Indiana Lawmakers Send Right To Try Act To Governor Pence
By STARLEE COLEMAN
The Goldwater Institute
A law to give terminally ill patients access to medicines that have passed phase one of the FDA approval process but are not yet on pharmacy shelves has passed both the state House and Senate with unanimous, bipartisan votes, and is on its way to Governor Mike Pence. Governor Pence has seven days to sign or veto the bill once it reaches his desk.
HB 1065, The Indiana Right to Try Act, is sponsored by a bipartisan group of lawmakers.
Right To Try laws are already in place in Arizona, Arkansas, Colorado, Louisiana, Michigan, Missouri, South Dakota and Wyoming. Twenty-five additional states are considering the law this year. Lawmakers in Virginia and Utah have sent similar bills to their governors for approval. The national bipartisan effort to give terminally ill Americans access to investigational medications is being led by the Goldwater Institute.
Five-year old Indiana resident Jordan McLinn and his family have been the face of the Right To Try effort in Indiana. Jordan has Duchenne muscular dystrophy, which will leave him paralyzed within five years and likely dead by age 20. There is a drug being used in clinical trials now that Jordan cannot access, but that is working for young children just like him. His parents have said they cannot afford to wait for the FDA to give the drug its final approval. He could be in a wheelchair by then, they say.
“Americans shouldn’t have to ask the government for permission to try to save their own lives,” said Darcy Olsen, president of the Goldwater Institute. “They should be able to work with their doctors directly to decide what potentially life-saving treatments they are willing to try. This is exactly what Right To Try lets them do.”
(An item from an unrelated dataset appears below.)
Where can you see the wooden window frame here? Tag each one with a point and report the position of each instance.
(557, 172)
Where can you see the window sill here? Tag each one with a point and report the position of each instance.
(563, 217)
The FDA has a process that allows people to ask permission to access investigational medicines. While many people ultimately receive FDA permission, there are dozens of documented cases of people dying while waiting on their approval. The FDA recently announced plans to shorten the application form. “A simpler form is window dressing on an archaic and inhumane system that prevents the vast majority of Americans with terminal illnesses from accessing promising investigational treatments. Patients must still beg the federal government for permission to try to save their own lives, it’s just a shorter form,” said Olsen.
Right To Try is limited to patients with a terminal disease that have exhausted all conventional treatment options and cannot enroll in a clinical trial. All medications available under the law must have successfully completed basic safety testing and be part of the FDA’s on-going approval process.